From Turkey to Pakistan, women humiliated by Islamists. No chair for Von der Leyen in Ankara, incitement to rape in Islamabad
Protocol machismo, humiliation of the female guest and at the same time of the institution that leads, the European Commission, as guardian of the Treaties, and legality, perhaps judged with less regard than governments. Or perhaps as a fully EU, and not intergovernmental, body, unwelcome to those who have now seen the doors of the Union shut in their faces.
There is all this in the “sofa gate”, in the treatment that the Turkish president, Recep Tayyip Erdogan, reserved yesterday to Ursula von der Leyen during the visit to Ankara by the number one of the Eurogroup together with the chairman of the European Council, the former Belgian Prime Minister Charles Michel. The official video of the meeting says it all.
Erdogan receives the two Europeans to relaunch relations between the EU and Turkey. After passing the guard of honour and crossing the entrance of the new sumptuous presidential palace in Ankara, Erdogan welcomes guests in the richly decorated hall dedicated to the ritual photos. Too bad that there are only two chairs for the three.
After the first shots standing up, Erdogan makes Michel sit on one of the two chairs and takes a seat on the other. Von der Leyen remains standing, dumbfounded, visibly embarrassed. She emits an almost guttural “ahem” to signal her discomfort. Michel remains of salt; he does not have the readiness to react. Von der Leyen is thus made to sit on a side sofa at least three meters from the two males, in front of the Foreign Minister Mevlut Cavusoglu, whose rank in the protocol is decidedly lower than that of the president of the European Commission. The posture of which in the seat despite its impeccable elegance still signals discomfort.
Technically, it could be said that Erdogan wanted to reserve the rank of head of government for Michel since he leads the sessions of the European Council, precisely the leaders of the heads of state and government of the Union. But in no chancellery in the world would the president of the Commission – the community executive – be considered inferior. Rather. A rigid application of the protocol, the Turkish one, which hides a political signal from Erdogan.
“Von der Leyen was surprised, you can see it in the video, but she preferred to give priority to matters of substance over the protocol”, commented the spokesman of the European Commission Eric Mamer, specifying that the Commission expects to be treated according to the appropriate protocol and that contacts will be made with all the parties involved so that this situation does not happen again in the future.
The European People’s Party, the political family of Von der Leyen, attacks: “Let’s set the record straight. Someone should be ashamed of the lack of a suitable place for Ursula von der Leyen in Erdogan’s palace. The EU has signaled the open to dialogue, but we are firm on our values. Women deserve the same recognition as their male colleagues “. The head of the delegation of the Democratic Party to the European Parliament, Brando Benifei, also takes it out on the liberal Michel: “President Von der Leyen left without a chair by Erdogan should have gone, thus avenging Turkish women, whose rights are today under attack. Shameful is the attitude of Charles Michel who does not seem to have lifted a finger”.

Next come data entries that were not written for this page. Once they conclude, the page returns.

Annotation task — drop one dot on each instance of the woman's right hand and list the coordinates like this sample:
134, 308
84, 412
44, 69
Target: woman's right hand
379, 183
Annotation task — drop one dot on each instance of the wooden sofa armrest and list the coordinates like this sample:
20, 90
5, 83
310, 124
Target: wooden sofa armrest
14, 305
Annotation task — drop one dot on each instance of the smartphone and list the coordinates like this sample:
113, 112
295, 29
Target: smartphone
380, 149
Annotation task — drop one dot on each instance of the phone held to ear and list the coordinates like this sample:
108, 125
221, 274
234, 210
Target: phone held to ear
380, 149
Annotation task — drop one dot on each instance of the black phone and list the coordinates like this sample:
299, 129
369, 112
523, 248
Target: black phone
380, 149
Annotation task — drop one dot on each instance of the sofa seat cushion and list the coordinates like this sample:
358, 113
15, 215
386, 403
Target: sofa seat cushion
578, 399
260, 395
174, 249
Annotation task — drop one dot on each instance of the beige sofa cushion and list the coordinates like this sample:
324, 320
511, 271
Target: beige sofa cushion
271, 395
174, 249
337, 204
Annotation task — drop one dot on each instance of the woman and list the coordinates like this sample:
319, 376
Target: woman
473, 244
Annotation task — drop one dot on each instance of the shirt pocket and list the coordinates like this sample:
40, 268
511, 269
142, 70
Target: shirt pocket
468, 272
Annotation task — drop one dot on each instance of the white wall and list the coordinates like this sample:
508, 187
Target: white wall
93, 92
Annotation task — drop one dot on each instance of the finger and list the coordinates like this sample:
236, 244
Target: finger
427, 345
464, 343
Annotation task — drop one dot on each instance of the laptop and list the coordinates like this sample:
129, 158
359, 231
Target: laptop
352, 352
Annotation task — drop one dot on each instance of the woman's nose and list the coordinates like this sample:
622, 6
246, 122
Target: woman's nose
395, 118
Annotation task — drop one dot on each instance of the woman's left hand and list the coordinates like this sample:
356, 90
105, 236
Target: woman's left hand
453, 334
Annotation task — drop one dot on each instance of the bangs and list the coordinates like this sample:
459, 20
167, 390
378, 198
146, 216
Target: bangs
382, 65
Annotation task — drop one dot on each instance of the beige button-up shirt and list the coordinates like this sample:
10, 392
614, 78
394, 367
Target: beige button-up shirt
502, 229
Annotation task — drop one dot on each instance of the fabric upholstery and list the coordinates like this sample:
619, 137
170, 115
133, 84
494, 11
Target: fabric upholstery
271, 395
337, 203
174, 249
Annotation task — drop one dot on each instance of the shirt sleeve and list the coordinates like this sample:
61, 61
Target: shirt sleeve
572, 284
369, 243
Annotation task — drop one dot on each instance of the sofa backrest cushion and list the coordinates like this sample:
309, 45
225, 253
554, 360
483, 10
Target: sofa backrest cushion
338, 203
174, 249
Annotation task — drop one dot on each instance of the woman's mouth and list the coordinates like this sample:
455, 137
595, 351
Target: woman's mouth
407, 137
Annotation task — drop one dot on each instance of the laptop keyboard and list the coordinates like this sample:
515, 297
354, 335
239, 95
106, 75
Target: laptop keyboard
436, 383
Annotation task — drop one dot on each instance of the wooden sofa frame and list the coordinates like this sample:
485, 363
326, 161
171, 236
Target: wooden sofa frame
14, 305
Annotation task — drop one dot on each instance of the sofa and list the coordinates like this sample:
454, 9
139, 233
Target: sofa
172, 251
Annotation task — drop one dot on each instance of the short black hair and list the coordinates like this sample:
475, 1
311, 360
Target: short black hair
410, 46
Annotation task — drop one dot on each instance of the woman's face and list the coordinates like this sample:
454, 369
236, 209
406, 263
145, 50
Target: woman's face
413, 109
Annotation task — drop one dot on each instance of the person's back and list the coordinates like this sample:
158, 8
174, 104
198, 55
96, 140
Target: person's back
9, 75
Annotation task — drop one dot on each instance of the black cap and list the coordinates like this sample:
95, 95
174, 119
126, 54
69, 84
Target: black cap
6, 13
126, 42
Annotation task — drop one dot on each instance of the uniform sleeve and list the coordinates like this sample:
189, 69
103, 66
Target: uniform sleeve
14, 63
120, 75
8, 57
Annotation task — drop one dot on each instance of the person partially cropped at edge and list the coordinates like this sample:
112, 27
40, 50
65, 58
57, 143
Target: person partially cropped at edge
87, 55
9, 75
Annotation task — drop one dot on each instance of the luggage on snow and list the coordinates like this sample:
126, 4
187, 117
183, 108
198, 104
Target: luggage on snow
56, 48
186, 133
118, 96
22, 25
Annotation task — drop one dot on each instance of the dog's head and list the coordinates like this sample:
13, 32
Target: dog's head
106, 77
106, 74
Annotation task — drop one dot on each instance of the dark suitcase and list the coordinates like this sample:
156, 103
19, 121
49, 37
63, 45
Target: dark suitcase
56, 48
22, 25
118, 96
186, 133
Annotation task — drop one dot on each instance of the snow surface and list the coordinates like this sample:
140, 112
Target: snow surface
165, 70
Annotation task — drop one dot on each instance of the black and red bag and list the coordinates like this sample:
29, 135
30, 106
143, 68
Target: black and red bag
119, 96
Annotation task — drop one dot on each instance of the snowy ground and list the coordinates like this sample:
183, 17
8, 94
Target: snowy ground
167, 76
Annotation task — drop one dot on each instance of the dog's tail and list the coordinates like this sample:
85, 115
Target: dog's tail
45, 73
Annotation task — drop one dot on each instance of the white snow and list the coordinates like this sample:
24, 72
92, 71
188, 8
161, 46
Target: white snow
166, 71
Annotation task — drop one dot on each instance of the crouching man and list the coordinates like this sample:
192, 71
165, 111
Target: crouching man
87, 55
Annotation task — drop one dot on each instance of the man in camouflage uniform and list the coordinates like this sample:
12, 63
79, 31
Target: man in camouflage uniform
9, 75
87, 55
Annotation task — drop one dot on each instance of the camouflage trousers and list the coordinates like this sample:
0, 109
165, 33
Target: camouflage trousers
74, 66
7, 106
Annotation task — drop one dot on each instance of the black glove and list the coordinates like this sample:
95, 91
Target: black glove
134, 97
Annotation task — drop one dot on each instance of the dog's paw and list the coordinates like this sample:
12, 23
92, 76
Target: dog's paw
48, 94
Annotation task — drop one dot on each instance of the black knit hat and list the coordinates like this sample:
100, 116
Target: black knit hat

Violence against women? Blame it on how they dress. Word of Imran Khan, Pakistani premier. The prime minister has ended up at the centre of controversy for arguing that the increase in rapes is due to the way women are dressed. The scourge of sexual violence is “a consequence in any society where vulgarity is on the rise”, he said in an interview. Hence, the advice to women to cover themselves to prevent men from falling into “temptation”: “Not everyone has the willpower to avoid it”, underlined the former cricket champion, referring to the purdah, a term that refers to modesty in dress and the segregation of the sexes.
Words that have sparked a stiff reaction online: Hundreds have signed a statement attacking Khan’s “factual, insensitive and dangerous” comments. “The blame lies solely with the rapist and the system that allows him, including a culture promoted by statements like these,” the note reads. Pakistan’s Human Rights Commission said it was “shocked” by his words, which “not only betray a staggering ignorance of where, why and how rape occurs, but also blame the rape survivors, who, like the government needs to know, they can range from small children to victims of honour crimes.”
Pakistan is a highly conservative country where victims of sexual violence are often viewed with suspicion and their complaints rarely investigated.It is regularly at the bottom of the countries for gender equality. It is not the first time that Khan slips on the topic: last year he was criticized for not having reprimanded a Muslim cleric who insistently blamed the unleashing of the coronavirus on the misdeeds of women.